Juste après ce raid, des contacts ont été pris avec les secours et l’armée libanaise avant de confier la mission d’évacuation à la Croix-Rouge, qui attendait l’autorisation du « mécanisme » pour bouger. Khalil a alors contacté un collègue pour l’informer de la situation avant de se réfugier dans une maison en attendant la Croix-Rouge.

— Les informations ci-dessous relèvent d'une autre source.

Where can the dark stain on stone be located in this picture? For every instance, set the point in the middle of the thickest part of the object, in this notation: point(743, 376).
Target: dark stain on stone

Pendant plus d’une demi-heure, l’ennemi a refusé l’accès aux deux collègues et aurait demandé à la FINUL de ne pas emprunter la route principale Hadatha – Bint Jbeil. C’est alors que l’aviation de guerre ennemie a bombardé At-Tiri, ciblant la maison où elles s’abritaient. Après s’être assuré d’avoir atteint son objectif de tuer Khalil et Faraj, l’ennemi a donné l’autorisation aux ambulances de la Croix-Rouge de circuler.

Amal Khalil était une journaliste de terrain chevronnée et une voix courageuse qui a consacré sa plume et son objectif à documenter la résilience des villages frontaliers, refusant de céder aux menaces directes de l’occupation.

Israël n’est pas à son premier crime du genre depuis que l’occupation a étendu son agression contre le Liban le 2 mars dernier. Le 28 mars, la voiture d’un groupe de journalistes a été visé ce qui avait entraîné le martyre du correspondant de la chaîne Al-Manar, Ali Choaib et de la consœur et correspondante de terrain d’Al-Mayadeen, Fatima Ftouni, ainsi que du photographe Mohammad Ftouni. Toujours en mars, l’occupation israélienne a mené un raid contre la capitale Beyrouth visant le domicile du directeur des programmes politiques de la chaîne Al-Manar, Mohammad Cherri.